Reading a Book: Sunday and I have tried to read a few books to him before he went to sleep at night. Most of the time, I got this privilege and I loved it. I would get down on the floor and Jonah would sit in front of me, looking at the book.
I usually would choose one of those board books, with the pages the width of a standard steel door. Turning those pages makes you feel like you’ve accomplished something, mainly because one turn of the page equals one quarter of the book’s length.
Jonah’s reaction to this, though, was great. I usually had a choice: I could read three different books, or I could read the same book three times.
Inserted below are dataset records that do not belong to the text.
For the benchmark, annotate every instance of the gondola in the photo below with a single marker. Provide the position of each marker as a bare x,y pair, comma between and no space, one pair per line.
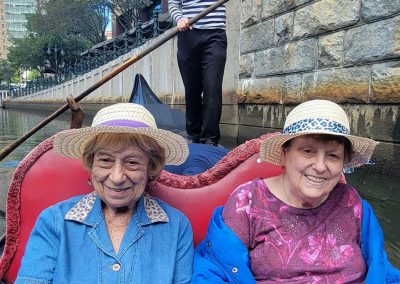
40,181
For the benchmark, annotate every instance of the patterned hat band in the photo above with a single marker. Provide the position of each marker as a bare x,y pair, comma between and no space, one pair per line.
316,124
124,122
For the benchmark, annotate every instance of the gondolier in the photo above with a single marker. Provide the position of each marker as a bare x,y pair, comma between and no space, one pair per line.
201,59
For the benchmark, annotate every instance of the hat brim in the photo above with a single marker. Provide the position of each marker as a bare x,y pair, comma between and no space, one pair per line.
271,148
71,143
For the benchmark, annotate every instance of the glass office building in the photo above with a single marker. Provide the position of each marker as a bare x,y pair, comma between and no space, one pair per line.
16,20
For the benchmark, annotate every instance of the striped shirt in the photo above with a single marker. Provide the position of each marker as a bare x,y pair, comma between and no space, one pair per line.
179,9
Either way, Jonah was excited.
I would read the title of the book, and then turn the page. Jonah would look up at me as if he were saying, “Can you believe this?!?! I have never heard such an amazing story!”
Then I would read whatever was on the page. (It’s usually something like, “And the puppy danced and played with his friends.”) Jonah would look down at the page and back up at me laughing quietly.
When I would turn the next page, Jonah would look up at me again, as if were saying, “HEY! There’s more of this. And there’s that puppy again!”
I would read whatever was on the page, and Jonah’s laughter would increase. By the time I was at the end of the book, Jonah would be doubled over with laughter, barely able to contain himself—which is why he wears diapers full time.
My Singing: Now this one may not come as a shock to you, mainly because people have been laughing at my singing for decades now, but Jonah got distinct pleasure at laughing whenever I opened my mouth to sing something. I blame Sunday. She laughs like that, too.
“Getting” Jonah: This is a classic game, where the “getter” announces in a clear voice, “I’m gonna get you.” Then, the “gettee” usually runs/crawls away from the “getter” with a pronounced sense of dreadful glee.
Jonah didn’t quite understand this game at first. I would get at the end of the hall, with plans for hours of chasing and laughing swirling in my head, when I would announce to Jonah, sitting at the end of the hall, “I’m gonna get you.”
He would smile and return to his investigation of the boot he’d found in the hall.
I would crawl up a few more feet and announce, “I’m gonna get you.”
He would look up from his boot as if to say, “Yes, I see you Dad. You said that before. Gotta boot here. Catch you later.”
A little less enthusiastic, I would crawl a few more feet toward him and announce again, “I’m gonna get you.”
This time, he wouldn’t even look up from the boot, but he would begin laughing a little, as if to say, “Pleasant chap, isn’t he?”
By the time I would get to him, I would be more than displeased at his reaction and a tad frustrated. Jonah, however, would have his eyes permanently glued to the boot and he would be laughing hysterically. I would react by attacking his neck with kisses, sending Jonah into an outward, gut-laugh that most babies can only dream of.
At this point, Jonah would choose to crawl away, and the chase would be on. He would take two strides—is it a stride when you’re crawling?—anyway, it’s two strides and he would look back. I wouldn’t move. (When you’re this much bigger than your quarry, you don’t need to move in simultaneity.) Jonah would move a few more strides and then look back again, just in time for me to announce, “I’m gonna get you.”
He would sit up and wait. He would actually want me to get him. He figured, “Why am I moving away from this fellow who is telling me he’s going to get me anyway? I might as well stay here and wait for him.”
He would wait and I would resume my kissing attack on his cheeks, neck and throat. It would be an onslaught of sugar and Jonah could not get enough. He would roll around on the floor laughing and squealing until my lips chapped or he passed out.